白藤が春の季語。藤、藤の花、山藤、野藤、藤浪、藤棚、藤房、藤見なども同意の季語です。
毎年の楽しみの一つは、近くのクリーニング屋さんの裏の崖に、紫の衣を広げたような山藤が咲きます。今年もその季節となり、少しずつ紫色が垂れてきました。
マメ科の落葉低木。野山に自生する蔓性の植物で、蔓は右巻きに伸びて物に絡みつきます。4月ごろ、枝先に香りのある紫色花をたくさんつけます。
この句の白藤は、山藤の変種。

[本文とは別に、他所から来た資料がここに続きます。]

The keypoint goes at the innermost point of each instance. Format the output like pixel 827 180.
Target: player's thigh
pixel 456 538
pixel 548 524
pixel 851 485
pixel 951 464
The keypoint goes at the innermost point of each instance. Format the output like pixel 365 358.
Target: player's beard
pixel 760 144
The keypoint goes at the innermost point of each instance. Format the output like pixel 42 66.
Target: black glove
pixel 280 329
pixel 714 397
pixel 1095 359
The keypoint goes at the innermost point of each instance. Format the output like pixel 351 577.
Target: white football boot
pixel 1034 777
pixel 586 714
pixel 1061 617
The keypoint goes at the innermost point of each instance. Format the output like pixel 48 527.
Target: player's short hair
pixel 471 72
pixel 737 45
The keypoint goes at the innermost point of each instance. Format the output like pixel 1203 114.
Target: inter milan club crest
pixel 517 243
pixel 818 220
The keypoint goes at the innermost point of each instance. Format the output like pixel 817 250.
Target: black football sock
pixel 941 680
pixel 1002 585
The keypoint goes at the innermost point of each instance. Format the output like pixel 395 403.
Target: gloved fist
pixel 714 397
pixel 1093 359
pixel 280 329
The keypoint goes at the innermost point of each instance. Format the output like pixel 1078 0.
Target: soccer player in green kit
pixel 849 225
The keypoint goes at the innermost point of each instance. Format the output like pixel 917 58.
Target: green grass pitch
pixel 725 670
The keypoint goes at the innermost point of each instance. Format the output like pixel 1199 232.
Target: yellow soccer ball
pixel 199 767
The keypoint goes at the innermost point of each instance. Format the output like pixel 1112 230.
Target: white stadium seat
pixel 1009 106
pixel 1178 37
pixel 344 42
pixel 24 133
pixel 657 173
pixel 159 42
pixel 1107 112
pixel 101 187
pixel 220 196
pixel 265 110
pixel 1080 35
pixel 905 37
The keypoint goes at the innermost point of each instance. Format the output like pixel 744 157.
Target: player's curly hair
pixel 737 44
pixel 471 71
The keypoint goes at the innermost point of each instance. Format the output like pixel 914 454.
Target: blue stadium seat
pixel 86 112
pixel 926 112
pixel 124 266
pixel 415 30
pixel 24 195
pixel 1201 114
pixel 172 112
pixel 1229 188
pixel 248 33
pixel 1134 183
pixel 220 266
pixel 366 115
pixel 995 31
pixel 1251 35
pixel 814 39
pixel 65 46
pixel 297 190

西日本に多い山藤は蔓が左巻きで花が比較的大きく、古くから棚を仕立てて観賞用に栽培されてきました。落城した城跡には何もなくただ白藤が咲いている、と詠っています。
作者きたの・たみおの紹介は、2006年8月2日を参照。
(出典:角川春樹著「合本俳句歳時記」、角川春樹事務所、1998年刊)
・学習院大学出身の川内優輝選手が、第122回ボストンマラソンで悪コンディションのなか、2時間15分58秒のタイムで初優勝。瀬古選手以来、31年ぶりの快挙。彼は信念のひと、おめでとう。